Sometimes all the options available for those choosing prescription sunglasses can make the task so overwhelming that it is easier not to make the choice at all.  So to try to simplify the process let me highlight a few keys points when making your decision.


As with anything, you generally get what you pay for.  A more expensive set of sunglasses will mean you get a better quality and more comfortable frame.  The lens will have better optics, more comfortable tints and better scratch coatings.  That being said you can get good quality sunglasses without breaking the budget. My Recommendation: If you want an inexpensive lens, we have some starting at $20.

Base Curve

Base curve refers to how much wrap your sunglass lens has.  Wrap is desirable because it helps eleminate sun coming in from the side or behind the lens.  Optometrists have an instrument that can measure the base curve of the frame, but sunglasses are generally either 8 Base (lots of wrap) or 6 Base.  Frames that you use as your everyday clear lenses are usually between 2-6 Base.  High Wrap sunglasses (8 Base) look great without a prescription, but when you add a prescription to them, the lens can get very thick and distorted at the edges.   This means that unless you have a very low prescription, you should avoid wrap frames for your prescription sunglasses.  My Recommendation:  For a prescription sunglass, look for a 6 base frame for a good compromise in function and optics.
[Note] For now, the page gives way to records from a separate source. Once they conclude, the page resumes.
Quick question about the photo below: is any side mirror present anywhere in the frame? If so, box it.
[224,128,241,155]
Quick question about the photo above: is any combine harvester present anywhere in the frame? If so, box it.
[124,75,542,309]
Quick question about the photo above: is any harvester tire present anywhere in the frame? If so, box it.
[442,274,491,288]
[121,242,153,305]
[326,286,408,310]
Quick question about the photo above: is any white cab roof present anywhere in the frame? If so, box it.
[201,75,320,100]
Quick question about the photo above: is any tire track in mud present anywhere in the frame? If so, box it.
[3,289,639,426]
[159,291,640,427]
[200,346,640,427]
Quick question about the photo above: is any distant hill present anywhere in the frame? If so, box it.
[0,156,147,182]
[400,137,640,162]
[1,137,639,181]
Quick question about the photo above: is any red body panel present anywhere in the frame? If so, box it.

Polarization is often an overlooked option, mostly because of the price.  But once you have had a polarized lens you will never want a pair of sunglasses without it.  Polarization is the feature that eliminates horizontal glare off a wet road, water or any horizontal surface.  It makes lenses incredibly comfortable.  My Recommendation:  Splurge for the polarized lens, you won’t be disappointed.

Tint Colour

Tint colour affects the contrast of what you see.  Grey lenses will keep colours looking normal but will do little to improve contrast.  Blue or purple lenses will reduce contrast and that is why you don’t see sunglasses with this colour.  Brown or amber tints will tend to improve contrast and make things appear a little brighter.  There is not really any right or wrong with regards to tint, it is more about personal preference.  My Recommendation:  If you don’t have any preference, I would recommend an amber tint.

Anti-reflection Coating

Antireflection is a must for clear lenses but it serves a different purpose in sunglasses.  An antireflection coating on the front of the lens is not needed on sunglasses, however some high-end sun lenses will have an antireflection on the back of the lens which can eliminate reflections from sunlight that comes from behind you.  My Recommendation:  If the sunglass lenses come with a back surface antireflection coating great, but if not I don’t think you have to invest in it – invest in a polarized lens instead.

 UV Protection

UV protection is essential.  Fortunately even the least expensive sunlens will have a UV coating.  One important fact, that most are not aware of, is that UV protection has nothing to do with how dark the lens is.  The UV coating is a clear coating that blocks invisible UV light.  You can have a non-sunglass lens that blocks 100% of UV light.  My Recommendation:  UV Protection is essential to reduce the risk of earlier cataracts and macular degeneration.

Hopefully this will be enough to get you started.